Is the End of the German Beer Industry Near?


EuropeThis article was written by Helay Fazel, Xavier Torras Flaquer and Venkatesh Saha, members of the Lauder class of 2014.

Germany is inextricably associated with beer. Indeed, one is prompted to envision pictures of Oktoberfest, where high-quality beer is served in steins by waitresses wearing the traditional dirndl. However, the beer industry, one of Germany’s oldest, is under threat. Germans, for whom beer is a part of tradition, are now drinking less beer than ever — a development which coincides with a centuries-old, self-imposed reinheitsgebot (“purity law”) which dissuades breweries from experimenting with new types of beer to cater to 21st century beer aficionados. Breweries in Germany also have not expanded abroad — the result of a preference among promoters to remain small, family-owned businesses.

According to Walter Koenig, managing director of the Bavarian Brewers Federation, more than 41 large- and 182 medium-sized breweries have closed since 2000, resulting in job losses. According to the online magazine, Berlin, which sustained some 700 breweries in the early 19th century, now counts only about a dozen firms. An Ernst & Young report states that 27,570 people were employed in German breweries in 2010, with another 414,000 hospitality jobs and 17,400 retail sector jobs attributed to the sale of beer. This represents a decline of 11,000 jobs, compared to 2008. A further decline in this industry can have significant consequences for the German economy.

Furthermore, beer is no longer the core business for many of the surviving breweries. Promoters are building golf courses, renovating castles and opening beer gardens to sustain and, in some cases, even subsidize the brewing business. Despite the decline, this industry remains highly competitive, with more than 1,300 breweries nationwide catering to a population of just over 80 million. Consolidation, which has already occurred globally, has slowly begun in Germany, as foreign players acquire German breweries. Today, five out of the six producers in Munich are owned by global majors. Looking ahead, changes in demographics, more serious penalties for drinking and driving, and a focus on better health are expected to contribute further to the decline in consumption.

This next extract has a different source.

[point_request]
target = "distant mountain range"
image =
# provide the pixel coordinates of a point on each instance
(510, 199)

Beer-brewing is perhaps one of the oldest industries in the world. Originally produced by monks as a religious drink, beer was actually preferred to wine because it tasted less sour and was easy to store in barrels. It was also cleaner than water and helped prevent illness. The philosopher Plato once allegedly said, “He was a wise man who invented beer.”

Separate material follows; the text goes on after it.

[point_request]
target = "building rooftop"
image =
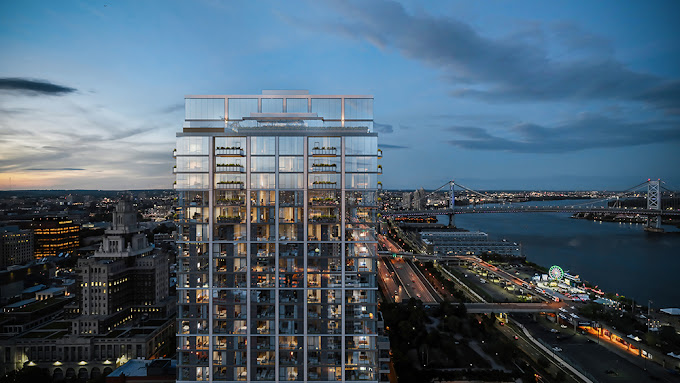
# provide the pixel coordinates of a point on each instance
(143, 367)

Beer gradually became the drink of the masses, with microbreweries present in each town. According to Koenig, in the 1970s Germans consumed 150 liters per capita annually. Current consumption is 106 liters per capita, a 30% decline. (The world leader is the Czech Republic, which reported 159.3 liters per capita in 2009.) “This number is still declining,” Koenig adds. Today, as in the U.S., the trend of microbreweries and craft beer is catching on, putting the larger producers in jeopardy.